Internal competition made it difficult to transfer specialists from one division to another. Under pressures of integration of information technologies, new products need taking the form of multi-functional “system” rather than stand-alone equipment, and joint action on the part of multiple division was becoming more and more essential. In new circumstances, the invigorating force of divisional autonomy and inter divisional competition had become less important than the need for internal transfers, sharing, and synergies. To prevent the decline in MEI, the president of MEI Toshi kiko Yamashita initiated Operation Location and Action 86 programs to shift more activities to its vast oversea operation, and shift its business emphasis.

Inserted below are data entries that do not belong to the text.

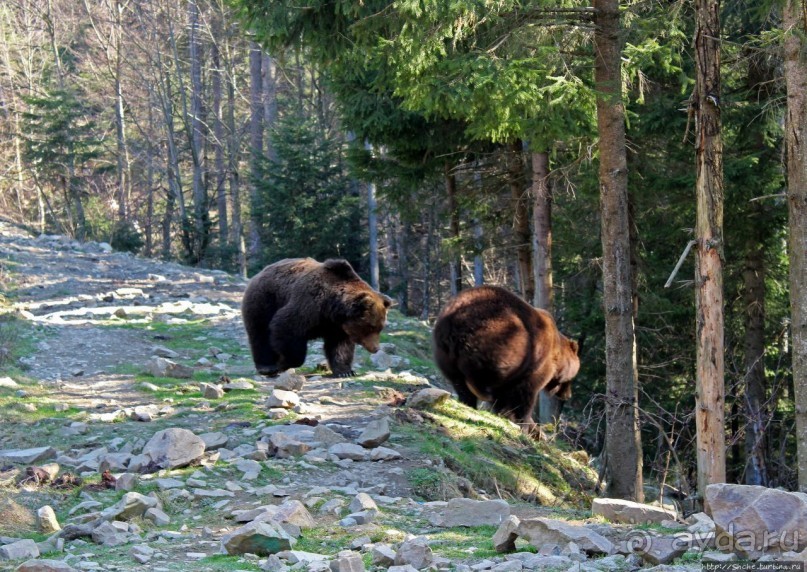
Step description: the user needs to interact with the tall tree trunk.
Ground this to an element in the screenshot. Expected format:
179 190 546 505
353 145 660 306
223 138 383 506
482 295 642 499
594 0 644 502
693 0 726 496
114 0 132 222
261 53 277 162
227 45 247 278
443 161 462 296
532 151 560 423
364 142 380 290
188 0 210 263
782 0 807 491
210 30 230 251
395 219 409 314
743 236 768 486
507 140 535 302
247 42 264 259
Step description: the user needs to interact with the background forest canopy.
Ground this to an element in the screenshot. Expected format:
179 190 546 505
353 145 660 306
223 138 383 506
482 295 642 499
0 0 797 496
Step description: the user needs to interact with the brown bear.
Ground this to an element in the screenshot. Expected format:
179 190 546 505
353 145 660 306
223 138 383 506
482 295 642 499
433 286 580 436
241 258 392 377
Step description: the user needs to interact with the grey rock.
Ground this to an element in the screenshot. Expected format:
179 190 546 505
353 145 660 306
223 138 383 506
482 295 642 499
143 508 171 526
154 479 185 491
395 536 434 570
221 521 296 556
518 518 614 554
429 498 510 528
272 369 305 391
314 425 347 447
635 536 689 566
129 544 156 564
348 493 378 512
151 346 179 359
0 447 56 465
146 357 193 379
14 558 76 572
92 522 130 546
493 515 520 552
115 473 137 491
36 505 62 534
101 492 160 521
406 387 451 409
328 443 369 461
269 433 311 459
356 417 390 449
330 550 364 572
591 498 677 524
143 427 205 469
370 544 395 568
370 447 403 461
199 382 224 399
266 389 300 409
0 538 39 562
705 484 807 560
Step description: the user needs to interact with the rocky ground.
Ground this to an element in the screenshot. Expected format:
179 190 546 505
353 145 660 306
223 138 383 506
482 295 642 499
0 222 807 572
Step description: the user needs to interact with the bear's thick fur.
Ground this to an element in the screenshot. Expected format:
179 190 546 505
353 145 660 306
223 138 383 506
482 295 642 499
241 258 392 377
434 286 580 434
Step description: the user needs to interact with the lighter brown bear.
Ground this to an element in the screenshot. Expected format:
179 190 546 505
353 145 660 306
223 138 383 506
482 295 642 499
434 286 580 436
241 258 392 377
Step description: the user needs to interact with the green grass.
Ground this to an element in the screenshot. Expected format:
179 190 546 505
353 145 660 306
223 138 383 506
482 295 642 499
395 399 596 507
196 554 261 572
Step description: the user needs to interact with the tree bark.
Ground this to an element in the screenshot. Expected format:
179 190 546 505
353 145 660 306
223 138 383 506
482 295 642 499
693 0 726 496
210 21 230 248
364 142 380 290
247 42 264 258
507 141 535 302
443 161 462 296
594 0 644 502
188 0 210 263
261 53 277 162
532 152 560 423
782 0 807 491
743 236 768 486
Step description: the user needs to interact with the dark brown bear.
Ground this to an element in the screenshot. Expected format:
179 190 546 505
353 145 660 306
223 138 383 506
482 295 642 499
241 258 392 377
434 286 580 435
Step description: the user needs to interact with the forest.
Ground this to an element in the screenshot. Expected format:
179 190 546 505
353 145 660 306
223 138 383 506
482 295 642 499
0 0 807 500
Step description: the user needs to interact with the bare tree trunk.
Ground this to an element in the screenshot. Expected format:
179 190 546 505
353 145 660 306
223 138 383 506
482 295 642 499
532 151 560 423
693 0 726 496
114 0 132 221
247 43 264 259
227 58 247 278
210 27 230 250
395 219 409 314
261 53 277 162
188 0 210 263
743 237 768 486
364 142 380 290
474 220 485 286
594 0 644 502
782 0 807 491
507 141 535 302
443 161 462 296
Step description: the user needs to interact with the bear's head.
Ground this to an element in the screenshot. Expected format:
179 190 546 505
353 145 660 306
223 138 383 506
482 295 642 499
342 290 392 354
544 334 580 401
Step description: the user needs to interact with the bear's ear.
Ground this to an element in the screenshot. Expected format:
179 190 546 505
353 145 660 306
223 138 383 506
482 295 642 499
322 258 356 279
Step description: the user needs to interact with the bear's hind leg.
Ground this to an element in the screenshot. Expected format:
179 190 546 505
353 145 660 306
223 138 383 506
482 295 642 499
247 327 279 376
325 337 356 377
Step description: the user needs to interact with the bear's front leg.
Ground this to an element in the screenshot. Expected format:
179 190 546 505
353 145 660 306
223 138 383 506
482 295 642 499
325 336 356 377
493 380 541 440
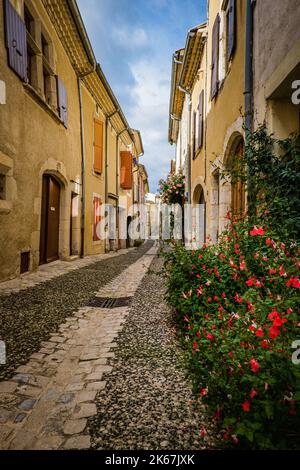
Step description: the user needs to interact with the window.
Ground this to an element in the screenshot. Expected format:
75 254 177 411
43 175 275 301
223 0 236 73
93 196 102 242
120 151 132 189
94 119 103 174
0 174 6 201
210 14 220 100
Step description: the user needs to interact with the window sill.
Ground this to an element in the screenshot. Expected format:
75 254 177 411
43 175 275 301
23 83 64 126
0 200 12 214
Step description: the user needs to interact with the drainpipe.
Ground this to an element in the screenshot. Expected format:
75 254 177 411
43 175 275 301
178 86 192 204
244 0 255 218
77 70 95 258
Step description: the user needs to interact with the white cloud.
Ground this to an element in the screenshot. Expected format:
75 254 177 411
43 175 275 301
128 57 174 191
113 28 148 49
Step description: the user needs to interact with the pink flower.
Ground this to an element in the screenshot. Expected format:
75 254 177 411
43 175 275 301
242 400 251 413
250 225 265 237
269 326 280 339
240 261 246 271
250 358 260 374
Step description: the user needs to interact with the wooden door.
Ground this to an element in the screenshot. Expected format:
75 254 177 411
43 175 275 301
40 175 60 264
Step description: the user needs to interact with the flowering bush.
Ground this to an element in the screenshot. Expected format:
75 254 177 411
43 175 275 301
159 172 185 205
166 217 300 449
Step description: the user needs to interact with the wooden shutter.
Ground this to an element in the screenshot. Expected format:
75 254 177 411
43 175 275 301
93 196 101 242
94 119 103 173
56 77 68 127
4 0 27 82
120 152 132 189
211 14 220 99
192 111 197 157
198 90 204 148
227 0 236 60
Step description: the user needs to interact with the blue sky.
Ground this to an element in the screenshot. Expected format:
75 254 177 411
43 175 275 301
77 0 206 192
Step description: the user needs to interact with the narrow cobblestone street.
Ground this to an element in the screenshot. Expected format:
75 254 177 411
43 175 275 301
0 243 211 449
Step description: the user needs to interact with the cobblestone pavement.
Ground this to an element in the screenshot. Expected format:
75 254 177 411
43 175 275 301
0 244 156 450
89 258 216 450
0 244 150 380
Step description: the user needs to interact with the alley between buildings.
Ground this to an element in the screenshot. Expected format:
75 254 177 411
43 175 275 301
0 242 213 449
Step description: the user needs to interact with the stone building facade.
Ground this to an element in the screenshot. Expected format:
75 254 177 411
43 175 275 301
0 0 146 281
169 0 300 243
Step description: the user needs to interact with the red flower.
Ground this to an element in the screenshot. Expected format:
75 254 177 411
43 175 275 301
261 339 269 349
269 326 280 339
242 400 250 413
250 358 260 374
234 293 243 304
250 225 265 237
255 328 264 338
273 316 287 327
269 268 277 275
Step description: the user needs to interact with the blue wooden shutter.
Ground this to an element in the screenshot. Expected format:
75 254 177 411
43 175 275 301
211 14 220 99
56 77 68 127
4 0 27 81
227 0 236 60
198 90 204 148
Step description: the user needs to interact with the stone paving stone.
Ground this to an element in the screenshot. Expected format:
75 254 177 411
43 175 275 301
75 390 97 403
63 435 91 450
86 381 106 390
0 408 12 424
73 403 97 419
64 419 87 435
18 398 36 411
0 244 155 449
17 385 42 397
66 382 84 392
0 382 18 393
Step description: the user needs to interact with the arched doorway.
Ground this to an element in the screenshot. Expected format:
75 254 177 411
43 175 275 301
40 174 60 264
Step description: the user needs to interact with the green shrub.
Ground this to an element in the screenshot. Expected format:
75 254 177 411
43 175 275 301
166 221 300 449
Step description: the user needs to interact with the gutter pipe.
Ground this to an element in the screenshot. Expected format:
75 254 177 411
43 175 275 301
244 0 255 218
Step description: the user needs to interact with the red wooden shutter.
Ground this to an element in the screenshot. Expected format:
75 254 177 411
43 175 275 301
211 14 220 99
94 119 103 173
93 196 101 242
4 0 27 82
198 90 204 148
56 77 68 127
120 152 132 189
227 0 236 60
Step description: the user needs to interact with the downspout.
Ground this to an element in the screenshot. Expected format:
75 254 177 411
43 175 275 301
77 66 95 258
244 0 255 219
178 86 192 204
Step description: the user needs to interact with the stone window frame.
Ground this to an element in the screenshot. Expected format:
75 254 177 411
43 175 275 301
0 151 13 214
23 0 58 113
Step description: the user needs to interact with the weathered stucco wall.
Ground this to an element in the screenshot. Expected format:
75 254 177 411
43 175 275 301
0 2 81 280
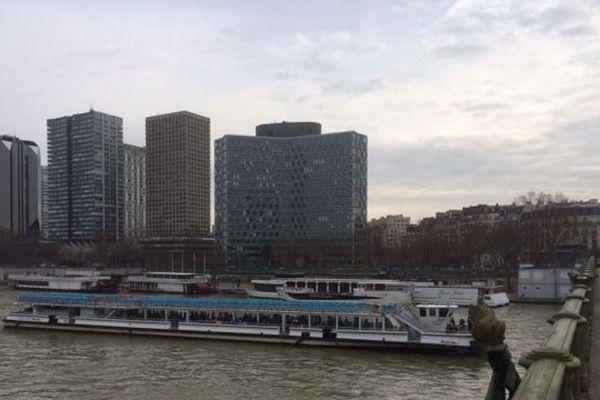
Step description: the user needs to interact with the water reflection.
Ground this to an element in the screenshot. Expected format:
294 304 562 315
0 288 554 400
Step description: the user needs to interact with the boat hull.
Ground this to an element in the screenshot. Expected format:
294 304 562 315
3 319 480 355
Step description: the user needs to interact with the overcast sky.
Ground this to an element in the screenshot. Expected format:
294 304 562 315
0 0 600 221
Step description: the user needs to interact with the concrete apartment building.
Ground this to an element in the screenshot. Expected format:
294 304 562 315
47 110 124 240
215 122 367 267
123 144 146 238
0 135 42 237
142 111 214 270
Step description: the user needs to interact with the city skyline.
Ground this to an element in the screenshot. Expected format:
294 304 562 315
0 1 600 219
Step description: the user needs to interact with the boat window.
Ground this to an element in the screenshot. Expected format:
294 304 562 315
254 283 277 292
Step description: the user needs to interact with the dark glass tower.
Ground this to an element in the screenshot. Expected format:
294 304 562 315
0 136 41 237
215 122 367 265
47 110 124 240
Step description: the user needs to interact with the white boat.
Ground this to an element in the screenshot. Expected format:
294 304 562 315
3 293 479 353
127 272 211 294
8 274 117 292
483 286 510 308
247 277 508 307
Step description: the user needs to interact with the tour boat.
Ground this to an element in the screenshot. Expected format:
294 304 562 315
127 272 211 294
247 277 508 307
8 274 117 292
3 293 479 353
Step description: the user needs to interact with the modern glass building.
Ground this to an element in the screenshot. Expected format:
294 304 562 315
47 110 124 240
0 135 42 237
215 122 367 266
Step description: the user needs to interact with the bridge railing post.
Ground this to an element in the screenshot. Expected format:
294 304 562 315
504 257 596 400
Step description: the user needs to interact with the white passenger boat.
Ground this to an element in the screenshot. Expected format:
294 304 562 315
247 277 508 307
8 274 117 292
483 286 510 308
127 272 211 294
3 293 479 353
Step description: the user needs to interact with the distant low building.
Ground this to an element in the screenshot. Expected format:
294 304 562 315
518 256 577 300
520 199 600 253
369 214 410 248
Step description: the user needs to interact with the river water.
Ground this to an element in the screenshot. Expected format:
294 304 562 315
0 287 557 400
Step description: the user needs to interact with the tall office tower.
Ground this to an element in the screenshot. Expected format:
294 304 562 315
47 110 124 240
215 122 367 266
0 135 42 237
124 144 146 237
41 165 48 238
146 111 210 237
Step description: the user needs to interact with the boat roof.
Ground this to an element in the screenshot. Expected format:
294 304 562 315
145 271 194 276
8 275 110 282
19 292 396 314
417 304 458 308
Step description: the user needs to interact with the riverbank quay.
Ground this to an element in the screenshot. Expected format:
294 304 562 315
473 257 600 400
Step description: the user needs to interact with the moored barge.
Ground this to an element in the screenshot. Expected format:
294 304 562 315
3 293 479 354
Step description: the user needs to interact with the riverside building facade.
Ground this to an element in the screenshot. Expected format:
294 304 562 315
141 111 214 271
215 122 367 268
0 135 42 237
47 110 124 240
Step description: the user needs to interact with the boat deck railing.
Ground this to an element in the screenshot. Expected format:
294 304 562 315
20 293 404 314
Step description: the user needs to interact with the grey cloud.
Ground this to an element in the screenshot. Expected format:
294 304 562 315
560 25 596 36
536 6 586 31
433 44 488 58
450 100 508 114
369 117 600 217
323 78 385 95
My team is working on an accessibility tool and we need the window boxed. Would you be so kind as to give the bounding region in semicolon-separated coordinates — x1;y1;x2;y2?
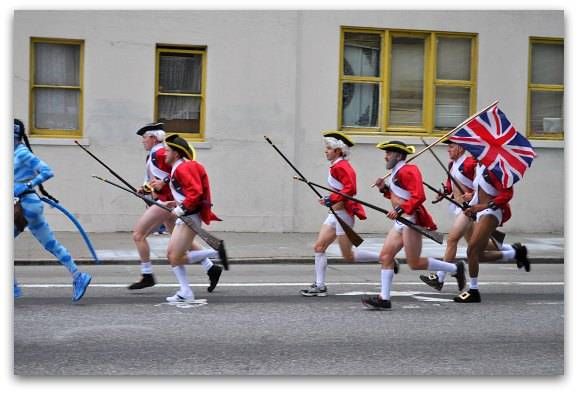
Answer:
338;28;477;135
155;47;206;140
527;38;564;139
29;38;84;138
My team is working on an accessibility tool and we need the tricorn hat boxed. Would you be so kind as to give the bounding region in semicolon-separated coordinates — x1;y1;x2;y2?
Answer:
376;141;415;154
323;131;354;147
136;123;164;136
165;134;197;160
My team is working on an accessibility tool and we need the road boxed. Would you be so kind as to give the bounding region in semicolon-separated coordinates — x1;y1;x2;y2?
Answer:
14;264;564;376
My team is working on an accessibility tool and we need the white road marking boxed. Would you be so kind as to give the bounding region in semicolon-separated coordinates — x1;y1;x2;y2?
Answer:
155;299;208;308
19;281;564;288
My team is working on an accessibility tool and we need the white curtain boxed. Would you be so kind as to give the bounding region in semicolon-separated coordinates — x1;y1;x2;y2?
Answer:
34;43;80;130
389;37;425;126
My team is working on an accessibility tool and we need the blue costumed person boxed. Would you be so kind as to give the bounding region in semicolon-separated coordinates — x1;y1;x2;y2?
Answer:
14;119;92;302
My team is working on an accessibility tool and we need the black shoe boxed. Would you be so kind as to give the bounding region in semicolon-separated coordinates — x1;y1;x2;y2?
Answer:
452;261;466;291
128;273;156;289
512;243;530;272
454;289;482;303
361;295;391;310
419;273;444;291
207;265;223;292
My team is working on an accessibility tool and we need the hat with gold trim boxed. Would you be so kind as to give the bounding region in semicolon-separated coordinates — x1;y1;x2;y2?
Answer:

However, some subsidiary managers worried that this program could weaken their relationship with headquarters managers and reduce their access to central resources and expertise. Some managers were afraid that by de emphasizing traditional products, the company might lose its competitiveness in its existing market, and its capabilities in responding quickly and flexibly to market changes, change Matsushita’s culture and philosophy, undermined its source of strength. However, under new circumstance, the traditional structure were exposed these flaws mentioned above, and its impact was the decline of MEI sales and profits. To be a firm that was reasonably diversified and, accordingly, originally had domestic structures based on product divisions, MEI could apply Worldwide Product Division Structure. By that, MEI could easier to pursue the consolidation of value creation activities at key locations necessary for realizing location and experience curve economies, and to transfer of core competencies within a division’s worldwide operation.